In a country where severe food insecurity increased by 30 percent last year, affecting 7.7 million people, imagine reducing chronic malnutrition among the most vulnerable -- pregnant women, children under 5 years old, and the elderly -- and creating food security for rural communities in one of the world’s least developed countries.*

These solutions do not come easily. Problems are complex in the Democratic Republic of the Congo (DRC). It is the second largest country in Africa and ranked seventh on the 2017 Fragile States Index.* Despite the nation’s instability and broken structures, the local church and leaders in the region have a vision for their people.

Deep in the heart of fertile Eastern DRC, 430 churches from three provinces are coming together to bolster a sustainable farming endeavor -- permaculture. Permaculture is an agricultural practice designed to break the cycle of poverty by diversifying crops, increasing control over production, and generating more income. 

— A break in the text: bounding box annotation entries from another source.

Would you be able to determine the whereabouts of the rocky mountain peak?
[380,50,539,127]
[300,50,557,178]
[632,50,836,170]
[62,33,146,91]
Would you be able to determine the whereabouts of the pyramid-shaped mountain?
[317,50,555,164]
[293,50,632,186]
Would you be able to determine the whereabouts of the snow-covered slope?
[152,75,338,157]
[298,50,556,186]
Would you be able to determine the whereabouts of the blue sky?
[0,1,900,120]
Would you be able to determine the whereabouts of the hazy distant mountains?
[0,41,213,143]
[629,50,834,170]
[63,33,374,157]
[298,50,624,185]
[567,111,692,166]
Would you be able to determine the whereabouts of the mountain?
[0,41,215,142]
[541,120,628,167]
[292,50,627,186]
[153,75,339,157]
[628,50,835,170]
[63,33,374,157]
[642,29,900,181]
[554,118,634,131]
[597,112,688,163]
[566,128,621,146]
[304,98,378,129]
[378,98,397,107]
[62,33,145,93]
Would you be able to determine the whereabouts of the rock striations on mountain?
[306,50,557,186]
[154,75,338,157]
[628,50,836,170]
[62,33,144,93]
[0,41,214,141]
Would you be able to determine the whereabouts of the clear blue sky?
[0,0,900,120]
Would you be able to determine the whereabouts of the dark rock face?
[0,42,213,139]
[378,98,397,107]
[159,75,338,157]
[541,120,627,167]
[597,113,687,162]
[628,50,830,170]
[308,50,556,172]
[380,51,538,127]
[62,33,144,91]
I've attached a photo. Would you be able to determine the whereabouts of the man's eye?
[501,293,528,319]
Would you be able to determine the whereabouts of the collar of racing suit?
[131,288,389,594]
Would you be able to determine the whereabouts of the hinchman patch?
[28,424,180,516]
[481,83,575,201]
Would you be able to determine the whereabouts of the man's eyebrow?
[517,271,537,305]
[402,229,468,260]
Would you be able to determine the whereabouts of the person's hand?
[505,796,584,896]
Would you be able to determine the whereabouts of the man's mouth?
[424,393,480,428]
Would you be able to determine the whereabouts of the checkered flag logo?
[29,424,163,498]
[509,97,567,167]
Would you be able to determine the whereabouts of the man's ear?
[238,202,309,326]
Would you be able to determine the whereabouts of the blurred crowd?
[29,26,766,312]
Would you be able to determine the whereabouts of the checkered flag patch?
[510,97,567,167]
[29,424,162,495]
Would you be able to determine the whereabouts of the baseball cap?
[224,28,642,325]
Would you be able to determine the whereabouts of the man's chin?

Permaculture promises holistic development

In Burungu, a remote area in the Nord Kivu Province, a local ministry partnering with the Baptist World Alliance and the Texas Baptist Hunger Offering has secured about 25 acres of land to start a permaculture training project.

Many farms use monoculture farming, which is the practice of cultivating only one crop. This hinders self-sufficiency by making farmers dependent on the seasonal weather, saturating the local market with the same product, and reducing income. It is a struggle to provide for basic needs like food and clothing, let alone school fees for children.

The permaculture training program increases local farmers’ seasonal income by 45 percent by maximizing productivity without hurting the environment, says the project leader, Mike Musafiri-Bugeni. It helps households create an “all-in-one system” of livelihood that incorporates housing, farming, gardening, animal production, water, and biogas systems in one location.

Hunger Offering funds assist purchase of necessary supplies for the training program, which will equip 100 clients per month, estimates Musafiri-Bugeni.

During the course they stay at on-site guest houses. Fresh food like milk, raw honey, vegetables, meat, and fish is provided for the visitors, relieving the familiar stress of food insecurity while they are learning.

Site production not only feeds visitors but also sustains the program. Eventually, the project will expand to different sites.

Cultivation of the community and church

While the ministry primarily teaches Congolese nationals to cultivate crops, it is also strengthening the community and church in Eastern DRC. People are already coming to Christ through the witness of ministry leaders like Musafiri-Bugeni.  

“We are mixing relief and development. Both are helping our church to grow, though we are doing it with the support from other brothers and sisters from around the world. This is honoring our church,” said Musafiri-Bugeni.

Supporters of the Hunger Offering directly impact this agricultural development pilot project.

“Through your generosity we are sharing with our brothers and sisters,” said Musafiri-Bugeni. “We are grasping the opportunity to share the word of God and plant more churches in different remote areas in the region. The transformation is holistic for the clergy and people of the region as well.”